Вопрос об углубленном изучении стадийности течения заболевания имеет, на наш взгляд, более важное значение. Разработка стадийности с определенным симптомокомплексом для каждой стадии важна не только для улучшения диагностики, но и для патогенетического лечения, так как для каждой стадии свойственны определенные патофизиологические изменения в организме ребенка, функциональные и морфологические изменения со стороны кишечника.
При сопоставлении полученных нами данных с классификацией И. Н. Осипова (1967), выделяющего три периода в течении инвагинации, оказалось, что между стадией сформировавшейся клинической картины и фазой тяжелых осложнений существует промежуточная стадия, названная нами — стадия начинающихся осложнений.
Таким образом, направленный анализ историй болезней, клинические наблюдения за детьми с инвагинацией кишечника, а также экспериментальные исследования выявили ряд общих закономерностей в течении заболевания, которые проявляются в четырех стадиях: первая — стадия начальных признаков инвагинации (до 12 ч); вторая: — стадия выраженной клинической картины (от 12 до 24 ч); третья — стадия начинающихся осложнений (от 24 до 48 ч); четвертая — стадия тяжелых осложнений (после 48 ч). Следует отметить, что временные границы указанных периодов в некоторой степени условны.
Прежде чем перейти к описанию клиники заболевания по стадиям, считаем целесообразным остановиться на характеристике классической картины острой инвагинации кишок у детей. Острая форма инвагинации характеризуется рядом патогномоничных для этого заболевания симптомов. Обычно приступ болей в животе начинается внезапно, среди полного здоровья, боли носят приступообразный характер, чаще всего они кратковременны (по 3 — 5 мин).
От болей ребенок становится беспокойным, плачет, принимает коленно-локтевое положение, лежа на спине сучит ножками, отказывается от груди матери. Во время приступа болей ребенок бледнеет, покрывается холодным потом. Следующий приступ болей появляется в разные сроки и длится 3 — 10 мин. Между приступами болей наступает светлый промежуток, который длится в среднем от 5 до 20 мин. В этот промежуток ребенок совершенно успокаивается.
Одновременно с болью или через небольшой промежуток времени с начала заболевания появляется рвота. В первые часы рвота носит рефлекторный характер и рвотные массы состоят из пищи, затем появляется примесь желчи, а в запущенных случаях рвота бывает с каловым запахом.

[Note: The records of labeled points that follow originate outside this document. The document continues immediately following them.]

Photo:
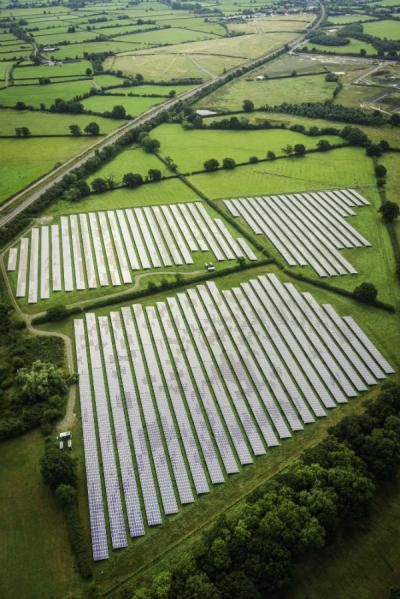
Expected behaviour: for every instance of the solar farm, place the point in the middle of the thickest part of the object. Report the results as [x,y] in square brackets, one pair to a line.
[197,386]
[93,250]
[306,228]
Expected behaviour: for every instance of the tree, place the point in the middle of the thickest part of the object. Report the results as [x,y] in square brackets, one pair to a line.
[299,149]
[154,174]
[92,129]
[150,144]
[248,106]
[324,145]
[228,163]
[389,211]
[41,381]
[58,468]
[380,171]
[211,165]
[118,112]
[75,130]
[99,185]
[366,292]
[132,180]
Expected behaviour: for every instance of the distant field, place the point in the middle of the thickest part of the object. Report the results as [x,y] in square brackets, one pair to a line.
[189,149]
[133,106]
[304,89]
[165,66]
[163,192]
[34,95]
[384,29]
[64,70]
[44,123]
[132,160]
[354,47]
[35,559]
[24,160]
[347,167]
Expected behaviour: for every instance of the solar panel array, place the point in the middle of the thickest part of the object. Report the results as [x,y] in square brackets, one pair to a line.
[306,228]
[184,393]
[101,249]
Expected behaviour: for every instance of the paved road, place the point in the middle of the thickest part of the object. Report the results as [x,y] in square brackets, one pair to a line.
[17,204]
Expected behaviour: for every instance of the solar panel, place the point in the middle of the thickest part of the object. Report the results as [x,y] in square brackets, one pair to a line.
[44,263]
[93,478]
[12,259]
[55,258]
[87,252]
[34,267]
[22,267]
[98,250]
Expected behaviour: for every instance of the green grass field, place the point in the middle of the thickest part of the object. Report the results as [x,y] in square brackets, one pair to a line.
[190,149]
[304,89]
[64,70]
[34,95]
[19,164]
[384,29]
[133,106]
[163,192]
[134,160]
[342,167]
[35,559]
[354,47]
[44,123]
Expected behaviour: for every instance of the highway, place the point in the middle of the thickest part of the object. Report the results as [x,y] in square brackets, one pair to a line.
[22,200]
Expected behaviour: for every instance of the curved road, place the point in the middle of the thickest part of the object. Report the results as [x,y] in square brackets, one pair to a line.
[28,196]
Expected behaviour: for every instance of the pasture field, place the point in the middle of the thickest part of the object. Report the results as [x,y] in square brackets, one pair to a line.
[346,19]
[313,172]
[35,557]
[354,47]
[45,123]
[131,160]
[34,95]
[68,69]
[163,192]
[166,66]
[311,88]
[385,29]
[190,149]
[19,164]
[132,105]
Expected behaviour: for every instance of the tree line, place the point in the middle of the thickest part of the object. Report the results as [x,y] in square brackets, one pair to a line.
[252,551]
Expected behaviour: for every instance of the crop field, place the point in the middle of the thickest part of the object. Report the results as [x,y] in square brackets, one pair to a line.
[35,95]
[132,105]
[311,88]
[14,152]
[384,29]
[165,66]
[44,123]
[190,149]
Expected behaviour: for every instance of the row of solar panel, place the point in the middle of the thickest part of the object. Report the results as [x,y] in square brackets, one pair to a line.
[209,380]
[105,248]
[306,228]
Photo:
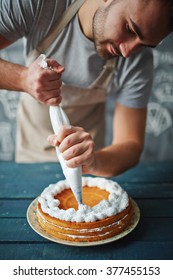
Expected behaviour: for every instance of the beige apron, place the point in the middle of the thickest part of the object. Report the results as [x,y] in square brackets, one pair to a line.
[85,107]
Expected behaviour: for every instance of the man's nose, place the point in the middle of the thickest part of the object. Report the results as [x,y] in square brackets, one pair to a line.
[129,48]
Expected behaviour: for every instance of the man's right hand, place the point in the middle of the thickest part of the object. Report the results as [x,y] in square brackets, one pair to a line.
[43,84]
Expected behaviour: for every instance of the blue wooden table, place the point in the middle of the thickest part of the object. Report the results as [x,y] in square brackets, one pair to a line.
[150,185]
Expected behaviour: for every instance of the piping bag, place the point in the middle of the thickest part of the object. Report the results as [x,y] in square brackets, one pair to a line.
[58,119]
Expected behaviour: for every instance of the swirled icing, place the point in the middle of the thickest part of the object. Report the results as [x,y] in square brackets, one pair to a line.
[116,202]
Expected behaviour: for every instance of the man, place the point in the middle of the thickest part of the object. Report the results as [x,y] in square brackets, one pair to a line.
[94,33]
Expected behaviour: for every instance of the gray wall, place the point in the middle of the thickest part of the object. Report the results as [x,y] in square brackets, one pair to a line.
[159,130]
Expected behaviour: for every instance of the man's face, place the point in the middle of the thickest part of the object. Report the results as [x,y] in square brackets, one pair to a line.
[123,27]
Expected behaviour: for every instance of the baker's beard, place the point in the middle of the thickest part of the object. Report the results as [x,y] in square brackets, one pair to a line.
[100,42]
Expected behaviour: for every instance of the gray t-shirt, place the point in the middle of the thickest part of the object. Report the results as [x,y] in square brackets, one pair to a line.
[32,19]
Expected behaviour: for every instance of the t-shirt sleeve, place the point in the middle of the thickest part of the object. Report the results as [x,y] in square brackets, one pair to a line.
[133,79]
[17,17]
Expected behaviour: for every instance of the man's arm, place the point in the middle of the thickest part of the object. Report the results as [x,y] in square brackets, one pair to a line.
[127,144]
[43,85]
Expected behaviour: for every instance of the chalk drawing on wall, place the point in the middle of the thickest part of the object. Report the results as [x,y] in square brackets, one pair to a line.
[158,119]
[6,141]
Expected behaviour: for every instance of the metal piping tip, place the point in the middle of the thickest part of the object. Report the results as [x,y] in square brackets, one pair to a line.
[78,196]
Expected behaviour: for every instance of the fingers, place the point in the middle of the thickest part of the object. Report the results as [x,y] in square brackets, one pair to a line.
[44,84]
[76,146]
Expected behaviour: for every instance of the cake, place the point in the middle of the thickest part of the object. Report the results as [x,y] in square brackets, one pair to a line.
[106,210]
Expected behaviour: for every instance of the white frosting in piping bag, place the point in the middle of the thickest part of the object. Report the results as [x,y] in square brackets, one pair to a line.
[117,201]
[58,119]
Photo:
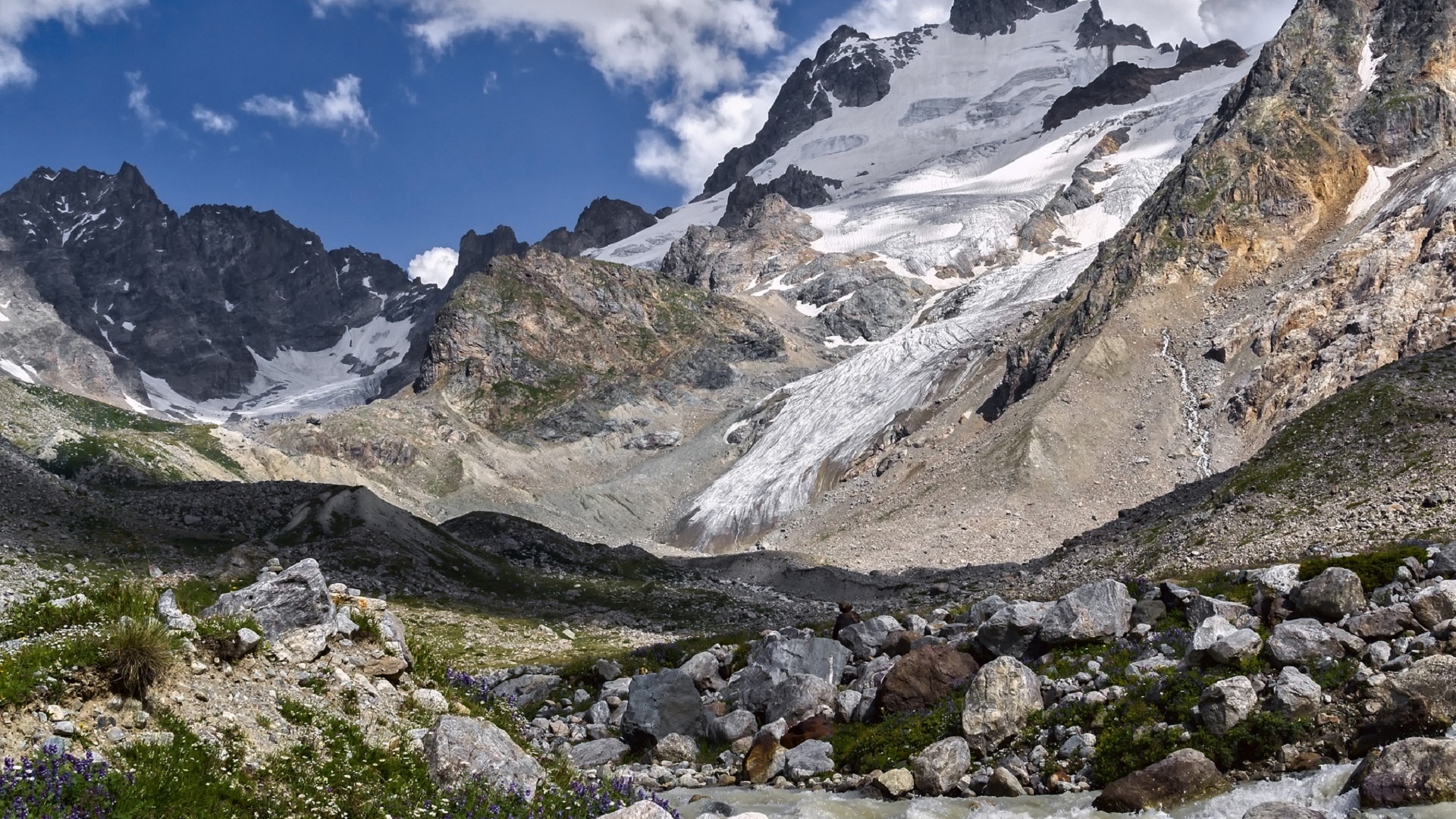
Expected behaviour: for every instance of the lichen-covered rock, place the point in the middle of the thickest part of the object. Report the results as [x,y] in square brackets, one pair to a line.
[460,749]
[1097,611]
[941,765]
[998,704]
[1185,776]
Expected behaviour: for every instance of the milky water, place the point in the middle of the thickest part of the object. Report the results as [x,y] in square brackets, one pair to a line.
[1318,790]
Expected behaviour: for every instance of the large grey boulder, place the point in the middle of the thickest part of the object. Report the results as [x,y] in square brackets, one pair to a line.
[528,689]
[865,639]
[660,704]
[1184,776]
[941,765]
[998,704]
[1302,642]
[1408,773]
[1226,704]
[1436,604]
[807,760]
[1331,596]
[1296,692]
[1097,611]
[460,749]
[599,752]
[1201,608]
[1012,630]
[801,697]
[1382,624]
[294,598]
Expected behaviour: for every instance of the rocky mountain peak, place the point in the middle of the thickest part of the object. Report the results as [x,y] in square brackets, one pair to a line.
[989,18]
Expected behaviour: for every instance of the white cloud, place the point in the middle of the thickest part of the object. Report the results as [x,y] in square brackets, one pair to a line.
[435,265]
[18,18]
[695,46]
[140,107]
[338,110]
[213,121]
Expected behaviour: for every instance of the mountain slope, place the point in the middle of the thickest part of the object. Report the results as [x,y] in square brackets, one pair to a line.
[215,314]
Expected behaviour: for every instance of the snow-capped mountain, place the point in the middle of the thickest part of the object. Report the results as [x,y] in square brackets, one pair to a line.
[986,158]
[216,314]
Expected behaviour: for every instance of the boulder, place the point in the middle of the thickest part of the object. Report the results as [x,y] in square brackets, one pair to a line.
[1012,630]
[813,727]
[1302,642]
[1185,776]
[294,598]
[1408,773]
[865,639]
[924,678]
[998,703]
[1382,624]
[1436,604]
[676,748]
[808,760]
[172,615]
[733,726]
[645,809]
[660,704]
[460,749]
[1282,811]
[1331,596]
[1296,694]
[1226,704]
[1097,611]
[941,765]
[1201,608]
[598,752]
[896,783]
[1234,649]
[801,697]
[528,689]
[764,758]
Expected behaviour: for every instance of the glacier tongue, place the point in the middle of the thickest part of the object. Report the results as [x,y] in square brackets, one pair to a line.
[948,184]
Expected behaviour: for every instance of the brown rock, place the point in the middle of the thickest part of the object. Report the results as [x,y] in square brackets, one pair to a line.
[924,678]
[1184,776]
[813,727]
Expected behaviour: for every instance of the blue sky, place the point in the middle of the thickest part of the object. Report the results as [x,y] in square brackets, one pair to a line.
[397,126]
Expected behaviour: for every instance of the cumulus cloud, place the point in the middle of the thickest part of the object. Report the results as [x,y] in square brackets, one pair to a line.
[435,265]
[695,46]
[213,121]
[140,107]
[19,18]
[338,110]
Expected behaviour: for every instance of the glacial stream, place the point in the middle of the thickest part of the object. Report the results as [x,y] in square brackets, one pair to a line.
[1318,790]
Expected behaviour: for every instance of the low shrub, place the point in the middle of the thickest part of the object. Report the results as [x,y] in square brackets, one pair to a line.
[137,653]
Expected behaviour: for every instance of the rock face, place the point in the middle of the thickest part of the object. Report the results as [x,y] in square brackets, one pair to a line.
[924,678]
[601,223]
[1183,777]
[460,749]
[990,18]
[661,704]
[296,598]
[849,69]
[1097,611]
[1413,771]
[941,765]
[548,346]
[1331,596]
[998,704]
[1228,703]
[210,300]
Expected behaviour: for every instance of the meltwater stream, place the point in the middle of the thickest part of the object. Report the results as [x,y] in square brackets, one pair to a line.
[1318,790]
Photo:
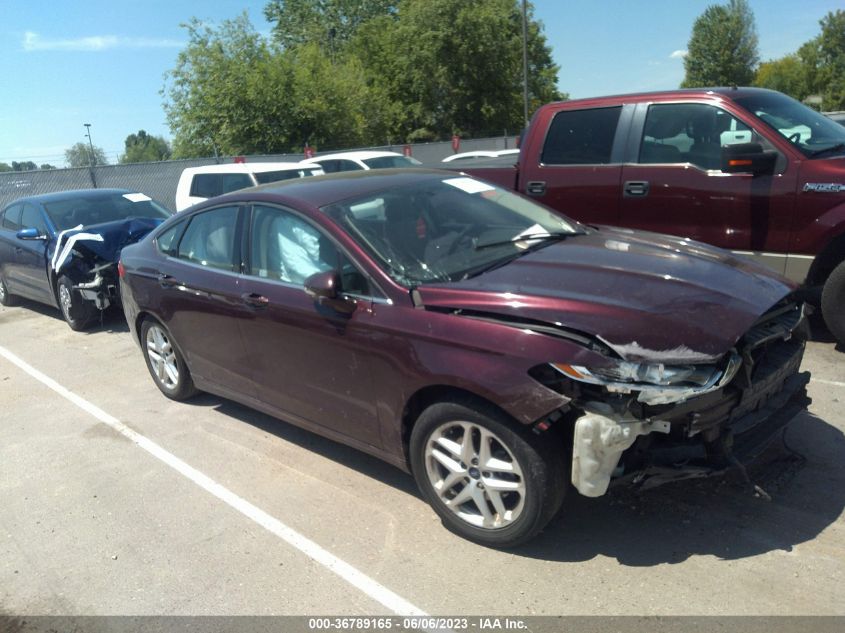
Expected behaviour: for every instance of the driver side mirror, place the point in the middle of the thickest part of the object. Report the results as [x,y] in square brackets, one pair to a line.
[30,234]
[326,289]
[744,158]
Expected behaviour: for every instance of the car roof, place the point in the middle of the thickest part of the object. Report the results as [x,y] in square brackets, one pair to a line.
[72,194]
[362,155]
[244,168]
[319,191]
[679,93]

Наблюдается задержка стула и газов вначале динамического характера, а в последующем механического. Через 4 — 8 ч с начала заболевания появляется кровь в стуле. Вначале отмечается поступление слизи, окрашенной кровью, в результате чего образуется стул типа «малинового желе».
В первые сутки возможно поступление крови алого цвета или сгустков. В последующем кровь в стуле приобретает темную окраску, выделения бывают в большом количестве без каловых масс с обязательным наличием слизи, гнилостного запаха — стул типа «мясных помоев». Характер стула объясняется степенью нарушения кровообращения в стенке ущемленной кишки.
Первоначально нарушается венозный отток крови из ущемленного отдела кишки продолжающееся поступление артериальной крови ведет к нарастанию гипертензии в сосудах пораженной кишки, нарушению проницаемости сосудистой стенки. Клинически это проявляется наличием более алой крови в стуле. Позднее полное нарушение кровообращения в кишечной стенке сопровождается выделением в кишку крови темного цвета (Гаврюшов и др., 1977).
В начале заболевания живот правильной формы, мягкий, безболезненный. Затем появляется вздутие, болезненность при пальпации. Пальпировать инвагинат через брюшную стенку удается в момент затишья в вид колбасовидной эластичной, подвижной опухоли; она болезненна и меняет свое местоположение в зависимости от давности заболевания.
Как мы уже отмечали, клиническая картина инвагинации кишок у детей подвержена значительным изменениям в зависимости от сроков, прошедших от начала заболевания.